Mohr’s Myeloma Musings: The Purpose-Driven Myeloma Life
Published: Aug 22, 2014 12:35 pm
I struggled to explain to my 18-year old son why I felt such a loss as a result of two men I didn’t know personally. It wasn’t until I began writing this column that I realized why.
Both men had a purpose-driven life with multiple myeloma. They impacted others through their writings and other activities related to multiple myeloma.
Most readers have probably heard of the book “The Purpose Driven Life,” a Christian devotional written by Rick Warren. The publisher of the book claims that it is the highest selling non-fiction hardback book in history, with 32 million copies sold by 2007.
I have not read the book, and it certainly is not my intent to engage in a religious discussion on life with multiple myeloma. The main point of the book, however, has permeated mainstream secular discussions about one’s purpose in life.
I never really gave much thought to my purpose in life prior to being told two and a half years ago that I had myeloma. If I had been asked that question pre-myeloma, I most likely would have responded, “Be a good husband and dad, and work hard at my job.”
I am stating the obvious, but being diagnosed with an incurable disease like multiple myeloma forces one to look at life differently. Dealing with quality of life issues associated with the different treatment regimens causes even deeper introspection.
While I have yet to experience relapse, I am certain that that turn of events can be the biggest factor in determining our purpose in what time we have left.
And just as the symptoms and conditions we experience, and our reactions to the various treatments we undergo, vary greatly and are individualistic in nature, so does our purpose in life once we become victims of this disease.
What has been enlightening for me is learning about the purpose of the many contributors to The Myeloma Beacon, whether they be columnists, readers commenting on articles, or participants in the Beacon’s discussion forum.
For some, the disease is at a stage where survival is the sole purpose in life; finding the inner strength to wage that battle is an all-encompassing task.
Finding new treatment regimens when others have failed might become another person’s primary focus in battling the disease. It is these individuals that I admire. They battle on, searching for that regimen that will improve their fate. In the bigger picture, their persistence and sacrifices in trying new treatments benefit all of us who have this disease, because today’s trials and experiments can become tomorrow’s routine treatments.
Some, because of their family situation, may decide that their purpose is to protect the financial future of their family, and may set out on a life plan to meet that purpose.
Others may join or form support groups, providing help to others while at the same time receiving valuable support for themselves.
Counseling others who suffer from similar medical maladies is an admirable purpose. It’s actually one that I have benefited from myself. I was re-acquainted with my friend Dave after he learned of my diagnosis. He has large-cell non-Hodgkin T-cell lymphoma, a rare and very aggressive form of cancer, and went through an intense treatment regimen, including an allogeneic (donor) stem cell transplant, eight years ago.
He took it upon himself to renew our friendship, which had waned over the past 20 years because I had moved several times due to career changes. His words of advice, support, and motivation in weekly emails or cards helped me to get a healthy perspective on my circumstances and to reinforce what my purpose in life is.
Tremendous amounts of money have been raised by those afflicted with this disease who have made it their purpose to raise funds for medical research on multiple myeloma.
My purpose in life since my myeloma diagnosis has been fairly simple:
Be an example, first and foremost to my two children (who were young adults when I was first diagnosed), but hopefully to many others, that no matter what obstacles one encounters in life, they can be dealt with or overcome. I also hope that my behavior and attitude reflect positively on my religious faith.
I have found that focusing on these two things has made my life with multiple myeloma easier to deal with. It is so easy to become self-absorbed, to think that everything revolves around how we feel, what is happening with our “numbers,” and whether our current treatment regimen is working.
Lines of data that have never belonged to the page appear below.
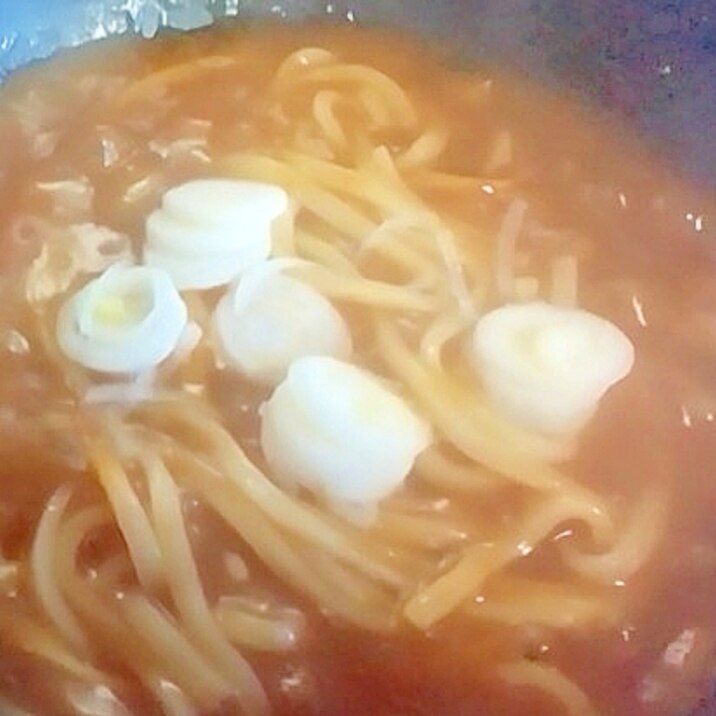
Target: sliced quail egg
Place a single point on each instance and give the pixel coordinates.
(546, 367)
(268, 320)
(208, 231)
(337, 430)
(127, 320)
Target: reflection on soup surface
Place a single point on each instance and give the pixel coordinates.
(340, 380)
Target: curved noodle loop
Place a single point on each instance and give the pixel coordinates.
(119, 554)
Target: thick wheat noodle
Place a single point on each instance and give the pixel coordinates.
(472, 427)
(273, 547)
(365, 291)
(636, 543)
(114, 569)
(481, 560)
(363, 183)
(309, 246)
(256, 631)
(186, 589)
(209, 478)
(44, 567)
(131, 518)
(425, 149)
(443, 329)
(518, 601)
(395, 241)
(366, 595)
(177, 655)
(550, 680)
(301, 519)
(396, 100)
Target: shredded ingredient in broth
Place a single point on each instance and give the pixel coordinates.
(502, 503)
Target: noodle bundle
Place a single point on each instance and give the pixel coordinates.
(116, 555)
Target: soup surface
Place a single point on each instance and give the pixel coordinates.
(158, 554)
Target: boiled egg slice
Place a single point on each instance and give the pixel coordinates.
(547, 367)
(208, 231)
(337, 430)
(268, 320)
(127, 320)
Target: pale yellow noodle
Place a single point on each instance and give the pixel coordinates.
(129, 512)
(443, 329)
(187, 592)
(635, 545)
(551, 681)
(294, 516)
(44, 571)
(425, 149)
(256, 631)
(326, 253)
(177, 655)
(386, 90)
(478, 561)
(286, 557)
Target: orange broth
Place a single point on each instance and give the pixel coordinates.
(646, 262)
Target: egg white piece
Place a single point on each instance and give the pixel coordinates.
(547, 367)
(340, 432)
(127, 320)
(268, 320)
(208, 231)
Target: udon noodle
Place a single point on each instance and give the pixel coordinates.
(414, 250)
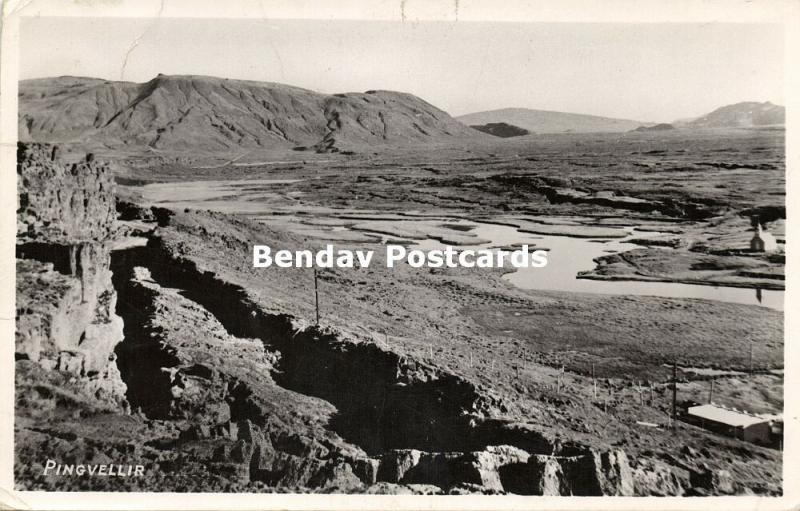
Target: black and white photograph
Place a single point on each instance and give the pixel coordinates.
(413, 256)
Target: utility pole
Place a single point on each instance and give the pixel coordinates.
(316, 295)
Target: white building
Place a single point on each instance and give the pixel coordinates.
(763, 241)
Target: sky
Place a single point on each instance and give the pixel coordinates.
(644, 72)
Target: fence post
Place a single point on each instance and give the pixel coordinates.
(675, 390)
(316, 295)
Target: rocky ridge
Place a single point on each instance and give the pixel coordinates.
(206, 114)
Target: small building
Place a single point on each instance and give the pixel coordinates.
(763, 241)
(732, 423)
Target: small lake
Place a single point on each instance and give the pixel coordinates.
(569, 256)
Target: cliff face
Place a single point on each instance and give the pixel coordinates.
(66, 320)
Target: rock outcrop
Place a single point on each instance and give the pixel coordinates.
(66, 302)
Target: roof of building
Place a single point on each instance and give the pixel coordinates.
(725, 416)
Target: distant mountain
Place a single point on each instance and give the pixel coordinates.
(185, 113)
(740, 115)
(657, 127)
(501, 129)
(545, 121)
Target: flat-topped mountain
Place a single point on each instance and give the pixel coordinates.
(186, 113)
(741, 115)
(546, 121)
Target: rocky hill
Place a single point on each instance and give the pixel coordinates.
(191, 113)
(501, 129)
(545, 121)
(741, 115)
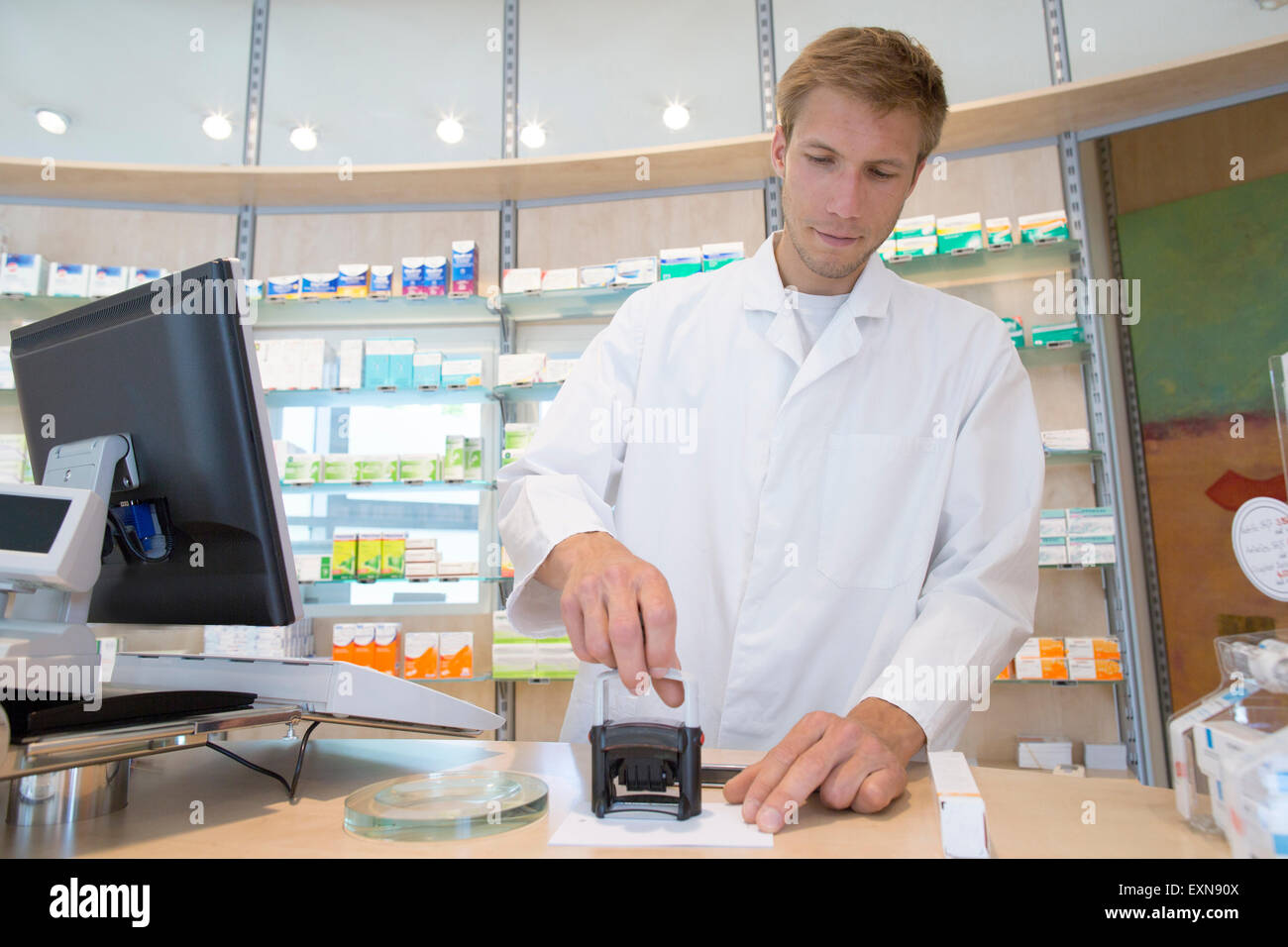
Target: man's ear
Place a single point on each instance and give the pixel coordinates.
(915, 175)
(778, 151)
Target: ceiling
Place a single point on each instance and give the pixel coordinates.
(375, 77)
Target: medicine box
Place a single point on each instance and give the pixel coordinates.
(961, 234)
(520, 368)
(565, 278)
(679, 262)
(636, 270)
(426, 369)
(522, 279)
(463, 372)
(914, 227)
(596, 275)
(320, 285)
(22, 274)
(353, 281)
(420, 655)
(716, 256)
(1039, 228)
(465, 257)
(455, 655)
(107, 281)
(68, 279)
(381, 285)
(999, 231)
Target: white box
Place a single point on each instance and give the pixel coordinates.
(596, 274)
(635, 270)
(68, 279)
(962, 821)
(563, 278)
(519, 368)
(22, 273)
(107, 281)
(522, 279)
(1038, 753)
(349, 365)
(1106, 755)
Focusing on something beyond ourselves and putting our energies into that, as tough as it may be at times, gives us a higher purpose and gives us something to look forward to, not only in the short term, but also in the long term.
I think we have a whole new perspective on life as a result of being diagnosed with this disease. I suggest that we use this perspective to change or deepen our purpose.
Benjamin Disraeli once said, “The secret of success is constancy of purpose.”
My hope is that we can all be constant in our purpose-driven myeloma life.